Reid Scoggins took himself and his triple digit fastball to the rotation this year. Did the gamble pay off?

Reid Scoggins
Position: RHP    Highest Level: Low-A
Bats: R    Throws: R    Height: 6'3"    Weight: 210
Age: 23    Born: 7/18/90
2013 Rank: #29

2013 Season Stats
Low-A: 65.0 IP, 1-4, 3.46 ERA, 53 H, 35 BB, 1 HR, 76 SO, 2.82 FIP, .317 BABIP, 52.1 GB%

 

PITCHING
Fastball
= A
Scoggins was dialing it up to and over 100 mph last season…..as a starter!  Granted, most of the time he sat 96-98, but holy cow!  Much like the aforementioned Austin Wood, Scoggins' fastball will play in either a starting or relief role.

Offspeed Pitches = C
Scoggins showed great development last season.  In Rookie Ball, his slider was more of a "get me over" type of pitch just to show hitters something different.  In A Ball, it turned into a legitimate weapon as he tightened the spin on the pitch.  I wouldn't grade it out as "plus" just yet but it's certainly good to have in his arsenal.  Scoggins also showed a changeup/hard sinker/cutter last year.  I honestly couldn't tell what it was, but what I could tell is that he wasn't completely lost throwing the pitch, which bodes well for his future as a starter.

Control = D+
Scoggins managed to cut his BB/9 almost in half last season as a starter.  Granted it was at an unsustainably high 8.0 in Rookie Ball and now is simply an unsightly 4.8, but the thing to take away from all of this is that he's learning.

Command = C
Scoggins again showed moderate improvement in this area.  When he was able to get the ball over the plate, he seemed to avoid putting the ball right down broadway and instead sat on the corners and kept the ball low as often as he could.  Could you imagine that?  100 mph fastball at the knees painted on the corner.

Mechanics = B
An important thing to consider is that this was Scoggins' first year as a starting pitcher.  Even in junior college, he was a reliever, and as I've come to understand his mechanics needed a lot of help back then.  He's come a long way.  In fact, had I not known he was transitioning to starter, I never would have guessed it was his first year.

OVERALL
Performance
= B+
As a reliever in Rookie Ball, I felt Scoggins K/9 was simply a silly result of small sample sizes, low competition and a huge fastball.  There wasn't any way it could actually remain high.  And I was right, his K/9 dropped from 18.9 down all the way to an amazing 10.5.  More importantly, his offspeed pitches developed, he learned to throw more strikes, transitioned into a starter and posted a 3.46 ERA in A Ball.  Outside of earning a promotion and landing in the Top 100, there wasn't much more you could've expected from Scoggins, he had a great year.

Projection = B
Most scouts still envision Scoggins becoming a reliever and it's hard to disagree with them.  His walks would become a more than acceptable byproduct of his triple digit fastball and he'd be able to climb the system quickly.  However, I'm not sure there's any prospect in the system that has made the strides Scoggins has made.  Every challenge the Angels have thrown in front of him, he's conquered.  It wouldn't be out of this world to think that he'll start throwing even more strikes, improve his command even more and develop his second and third pitches to the point where they are considered "plus".  If he were to do this, he's be a front of the rotation starter.  If he only cut down the walks, but wasn't able to further develop his off-speed pitches you'd likely have a dynamic back-end starter.  Scoggins could truly go any direction from here.

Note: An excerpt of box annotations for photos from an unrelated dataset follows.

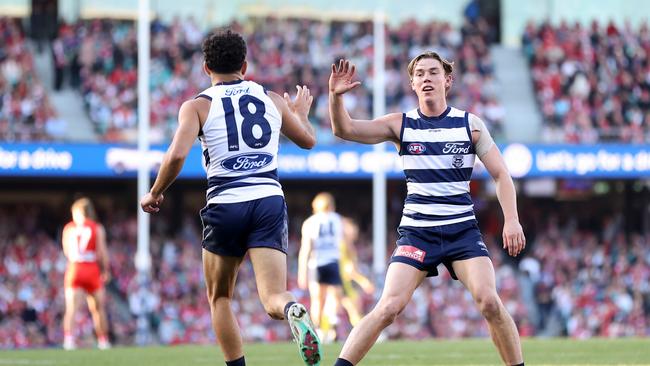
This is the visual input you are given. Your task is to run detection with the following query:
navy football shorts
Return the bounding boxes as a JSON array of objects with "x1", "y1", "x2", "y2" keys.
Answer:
[
  {"x1": 316, "y1": 262, "x2": 343, "y2": 286},
  {"x1": 390, "y1": 220, "x2": 490, "y2": 280},
  {"x1": 201, "y1": 196, "x2": 288, "y2": 257}
]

Grade as a Prospect = C+/B-
Scoggins performance and upside necessitate consideration for a higher grade as a prospect.  However, the fact that most scouts see him as a reliever and that he'll be 23 years old in the Cal League knock this grade back down to Earth.  It's hard not to be excited about him though.  If he stays healthy, Scoggins is either a dynamic starter or dynamic late inning reliever.  Perhaps what has me most impressed with him are the reports I've received about how quickly he picks up new concepts and his willingness to learn and implement new things into his game plan.  He seems aware that a 100 mph fastball doesn't guarantee a spot in the majors (though it doesn't hurt) and wants to put in the work and earn his way up.  It's difficult to learn this mature approach for many, but he seems to have it.

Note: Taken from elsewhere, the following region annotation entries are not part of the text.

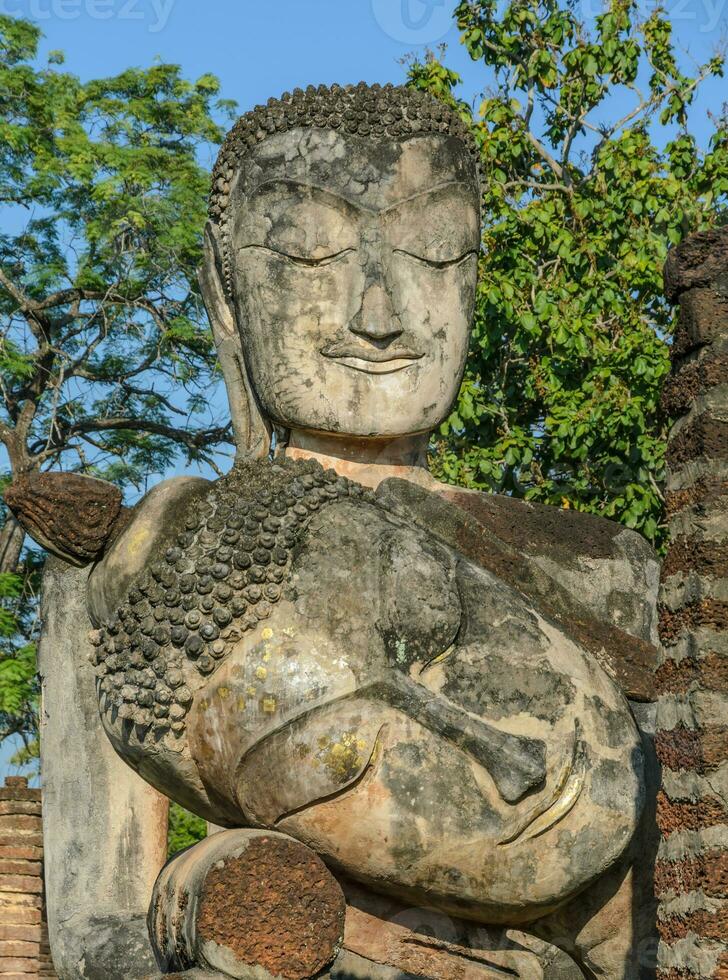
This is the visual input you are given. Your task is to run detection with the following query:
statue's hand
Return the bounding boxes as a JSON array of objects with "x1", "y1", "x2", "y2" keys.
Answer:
[{"x1": 5, "y1": 473, "x2": 129, "y2": 568}]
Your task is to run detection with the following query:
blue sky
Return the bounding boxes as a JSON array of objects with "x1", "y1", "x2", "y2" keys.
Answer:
[
  {"x1": 0, "y1": 0, "x2": 728, "y2": 142},
  {"x1": 0, "y1": 0, "x2": 728, "y2": 776}
]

Estimated MLB Arrival Date = 2015-2017
I took a page straight out of Austin Wood's scouting profile for Reid Scoggins since they are so similar.  In fact, can you imagine Inland Empire's rotation next year having both Wood and Scoggins in it?  Filthy.  Anyway, if Scoggins remains a starter, it will likely be another three years before he's knocking on the door.  If the Angels make him into a reliever, he'll likely shoot up the ladder.

 

2013 in Review*
After a 2012 season in which he basically struck out or walked everyone he faced, the bold decision was made to move Reid Scoggins into the rotation. The results were surprisingly good. Scoggins saw his K/9 rate dropfrom 18.15 to 10.52 in 2013. That's a big drop, but an 18+ K/9 is pretty absurd, so he was bound to see that number decrease. Considering that Scoggins still maintained a double-digit K/9 while switching from relief to starting, we should still be impressed with his ability miss bats. Even more impressive though is that he started to find the strike zone. Scoggins trimmed his BB/9 down over over three, posting a 4.85 mark in 2013. That is still too high, but it represents marked improvement from where he was.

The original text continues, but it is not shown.